Investors in the blossoming metaverse sector are comparing the new digital realm to prime New York real estate hundreds of years ago.
In a report from Markets Insider, Lorne Sugarman, CEO of virtual real estate company Metaverse Group, explains his logic behind paying serious money for buying plots of digital land on virtual reality platform Decentraland (MANA).
“We think the Fashion District purchase is like buying on Fifth Avenue back in the 1800s … or the creation of Rodeo Drive…”
The Fashion District is an area in Decentraland where users can shop for virtual clothes from real brands like Ralph Lauren, Gucci or Prada. Sugarman also believes Decentraland’s real estate will be able to maintain it’s scarcity because of the virtual world being a decentralized autonomous organization (DAO).

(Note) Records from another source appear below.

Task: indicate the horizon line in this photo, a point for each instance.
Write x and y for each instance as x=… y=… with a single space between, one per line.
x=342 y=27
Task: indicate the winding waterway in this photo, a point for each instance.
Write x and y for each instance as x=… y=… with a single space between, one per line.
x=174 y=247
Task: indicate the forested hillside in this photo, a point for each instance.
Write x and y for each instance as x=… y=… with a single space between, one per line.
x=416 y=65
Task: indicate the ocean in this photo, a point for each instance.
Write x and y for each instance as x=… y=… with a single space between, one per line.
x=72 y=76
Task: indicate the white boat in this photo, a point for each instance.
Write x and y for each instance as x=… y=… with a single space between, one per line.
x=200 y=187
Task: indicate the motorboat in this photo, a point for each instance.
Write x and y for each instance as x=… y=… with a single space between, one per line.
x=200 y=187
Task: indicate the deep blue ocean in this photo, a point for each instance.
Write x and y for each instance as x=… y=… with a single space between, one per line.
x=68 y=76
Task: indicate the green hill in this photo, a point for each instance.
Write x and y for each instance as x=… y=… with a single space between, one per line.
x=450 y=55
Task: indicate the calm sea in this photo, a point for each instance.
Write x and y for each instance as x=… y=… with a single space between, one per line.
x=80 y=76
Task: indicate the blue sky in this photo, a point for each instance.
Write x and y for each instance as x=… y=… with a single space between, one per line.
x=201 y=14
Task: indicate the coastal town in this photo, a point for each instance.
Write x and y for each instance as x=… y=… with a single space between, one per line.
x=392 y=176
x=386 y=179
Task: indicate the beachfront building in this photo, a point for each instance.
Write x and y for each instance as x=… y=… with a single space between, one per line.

“Because Decentraland is a DAO, or a community, if they were ever going to release new land, they would have to get all the currency holders, as well as all the landholders, to vote that they had agreed to that. The community isn’t going to want us to harm our value and our land and currency so I don’t believe that’s something that would happen. But if that were going to happen, it would have to be for a very good reason.”
Janine Yorio, co-founder and CEO of metaverse developer Republic Realm, says that the group had bought the equivalent of an entire city in the virtual world The Sandbox (SAND) to build something “very immersive.”
“We want to buy land and build things on it. The only way the metaverse becomes interesting is if there are things to do and people to see and places to go when you get there.”
Republic Realm broke records last month when it completed a $4.3 million purchase of land on The Sandbox, which is the biggest acquisition of digital real estate ever recorded.